# Lowndes County



## Ryan014 (Nov 4, 2011)

How are the bucks moving in the area? Ive Got about 5 bucks on Camera. Ive Seen 3 of the smaller bucks. The 2 shooters havent shown up yet. Lots of does in the food plots. Not to mention all the acorns. But one of the bigger bucks we had on cam the past two years, a neighbor to the property found him dead 20 yards from his stand opening day...  Scrapes are showing up everywhere every little tree around my food plots have rubs.  Tinks 69 will definitely bring in a variety of young bucks, But the old timers know the tricks from over the years... Im mixing it up on them this year. Im going after 1 buck in particular In a new area. Havent been in there yet this season. But I will move in there the next couple weeks until something happens... Good luck to everyone Ill post as The season progresses! 






This is the one Im after....






Heres one of the others...


----------



## creekhunter (Nov 19, 2011)

Hi Ryan:

We killed two 8-points last Saturday morning around 9:00 am. One was pretty nice and I should have let the other grow another year. They have been chasing. I went this afternoon for the last couple of hours and didn't see anything, but it was HOT and they may have winded me. Do you hunt South or North Lowndes? Good luck!


----------



## Porterhouse (Nov 21, 2011)

Alot of small bucks chasing on the south end this weekend.


----------



## Ryan014 (Dec 5, 2011)

The past 3 weeks were phenomenal... I saw every buck I have gotten on camera.. Even my biggest buck was still chasing yesterday... I killed an 8 point chasing on november 18. The rut is just about to wind up. We harvested a few does as well. I think these big bucks still rambling around will be on a binge for some good food plots and corn now to regain some weight... I hunt south lowndes.... Not to far from dasher...

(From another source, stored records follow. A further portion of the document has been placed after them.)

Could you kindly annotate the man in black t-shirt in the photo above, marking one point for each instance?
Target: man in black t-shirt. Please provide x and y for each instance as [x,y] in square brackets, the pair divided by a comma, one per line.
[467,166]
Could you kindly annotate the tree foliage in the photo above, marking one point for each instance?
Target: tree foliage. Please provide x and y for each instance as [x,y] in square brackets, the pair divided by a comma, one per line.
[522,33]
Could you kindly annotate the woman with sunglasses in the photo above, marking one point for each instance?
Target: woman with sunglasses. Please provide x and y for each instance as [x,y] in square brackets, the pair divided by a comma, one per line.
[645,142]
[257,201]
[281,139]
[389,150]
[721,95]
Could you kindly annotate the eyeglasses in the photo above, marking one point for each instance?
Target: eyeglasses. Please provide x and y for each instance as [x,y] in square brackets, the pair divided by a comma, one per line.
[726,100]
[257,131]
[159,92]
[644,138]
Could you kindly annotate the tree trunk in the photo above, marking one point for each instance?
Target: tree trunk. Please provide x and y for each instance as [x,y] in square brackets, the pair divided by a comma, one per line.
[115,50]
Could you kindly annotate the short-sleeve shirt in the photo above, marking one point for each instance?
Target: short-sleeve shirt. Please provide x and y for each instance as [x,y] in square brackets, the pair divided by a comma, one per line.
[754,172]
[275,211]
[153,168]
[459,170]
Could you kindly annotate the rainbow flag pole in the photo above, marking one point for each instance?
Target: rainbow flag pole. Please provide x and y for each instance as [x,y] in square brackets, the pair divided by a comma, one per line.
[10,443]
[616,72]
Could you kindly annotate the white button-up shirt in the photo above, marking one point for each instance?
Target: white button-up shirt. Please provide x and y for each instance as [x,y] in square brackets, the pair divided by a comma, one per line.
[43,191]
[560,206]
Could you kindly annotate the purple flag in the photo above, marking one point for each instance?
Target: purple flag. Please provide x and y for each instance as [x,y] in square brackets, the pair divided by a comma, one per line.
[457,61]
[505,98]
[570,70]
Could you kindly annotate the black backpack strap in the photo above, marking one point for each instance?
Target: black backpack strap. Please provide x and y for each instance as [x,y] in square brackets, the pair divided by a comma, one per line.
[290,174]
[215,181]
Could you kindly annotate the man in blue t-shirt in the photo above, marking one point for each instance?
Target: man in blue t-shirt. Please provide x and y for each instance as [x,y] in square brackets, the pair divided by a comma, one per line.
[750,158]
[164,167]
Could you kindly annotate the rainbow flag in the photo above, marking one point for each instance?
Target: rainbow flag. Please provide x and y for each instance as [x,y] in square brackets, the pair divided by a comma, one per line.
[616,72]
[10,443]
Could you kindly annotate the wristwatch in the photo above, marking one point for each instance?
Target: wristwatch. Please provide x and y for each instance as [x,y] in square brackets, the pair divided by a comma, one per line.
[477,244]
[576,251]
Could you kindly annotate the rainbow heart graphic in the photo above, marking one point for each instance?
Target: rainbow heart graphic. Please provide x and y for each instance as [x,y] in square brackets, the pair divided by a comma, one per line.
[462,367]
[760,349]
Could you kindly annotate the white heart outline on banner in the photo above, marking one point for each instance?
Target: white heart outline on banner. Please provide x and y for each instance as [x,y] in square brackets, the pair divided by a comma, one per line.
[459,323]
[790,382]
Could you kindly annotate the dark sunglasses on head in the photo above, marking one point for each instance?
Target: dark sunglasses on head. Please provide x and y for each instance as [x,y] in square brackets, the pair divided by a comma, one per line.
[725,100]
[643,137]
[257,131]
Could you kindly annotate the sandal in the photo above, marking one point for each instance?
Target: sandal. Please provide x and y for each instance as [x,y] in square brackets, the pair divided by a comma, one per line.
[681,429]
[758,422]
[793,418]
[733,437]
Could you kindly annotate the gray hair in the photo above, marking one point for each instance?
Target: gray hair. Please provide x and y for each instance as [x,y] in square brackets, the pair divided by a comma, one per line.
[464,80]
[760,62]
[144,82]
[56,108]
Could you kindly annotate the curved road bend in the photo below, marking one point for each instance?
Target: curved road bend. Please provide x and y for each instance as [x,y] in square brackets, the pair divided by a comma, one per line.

He is the same deer in one of the previous pictures...




creekhunter said:


> Hi Ryan:
> 
> We killed two 8-points last Saturday morning around 9:00 am. One was pretty nice and I should have let the other grow another year. They have been chasing. I went this afternoon for the last couple of hours and didn't see anything, but it was HOT and they may have winded me. Do you hunt South or North Lowndes? Good luck!


----------



## creekhunter (Dec 5, 2011)

Glad you've seen so many bucks. Did you shoot the one you were out to get?







Ryan014 said:


> The past 3 weeks were phenomenal... I saw every buck I have gotten on camera.. Even my biggest buck was still chasing yesterday... I killed an 8 point chasing on november 18. The rut is just about to wind up. We harvested a few does as well. I think these big bucks still rambling around will be on a binge for some good food plots and corn now to regain some weight... I hunt south lowndes.... Not to far from dasher...
> 
> 
> 
> ...


----------



## Ryan014 (Dec 5, 2011)

I got my number 2 buck. He couldve grown for another year but he was good enough for me.. lol. But my biggest one is still out there. I seen him Friday morning still chasing but he had lost a lot of weight. So maybe in the next couple weeks something good will happen with him. However my buddy that hunts a few minutes away from there killed a 10 point in the 130s this morning. Really nice deer. He was still chasing also.


----------



## creekhunter (Dec 6, 2011)

That's great. I'm shocked that your bucks are still chasing. I haven't been able to hunt for the last couple of weeks. I would have thought the chase would be over by now. Guess this crazy weather has them mixed-up. 



Ryan014 said:


> I got my number 2 buck. He couldve grown for another year but he was good enough for me.. lol. But my biggest one is still out there. I seen him Friday morning still chasing but he had lost a lot of weight. So maybe in the next couple weeks something good will happen with him. However my buddy that hunts a few minutes away from there killed a 10 point in the 130s this morning. Really nice deer. He was still chasing also.


----------



## Ryan014 (Dec 6, 2011)

Yea its hard to believe were into the 80s In December. could be the hottest winter yet. It should all be to a hault this week though. Where are you hunting at in lowndes?


----------



## Ryan014 (Dec 6, 2011)

Found out just a little while ago That my property I have hunted for the past few years will be sold in January. I Have managed it and everything for it to be taken out. ;( Does any of you guys know where I can find some private land or even some decent clubs to try to get into. Any help on where to go or who to call Will help me.,.. Thanks Ryan.


----------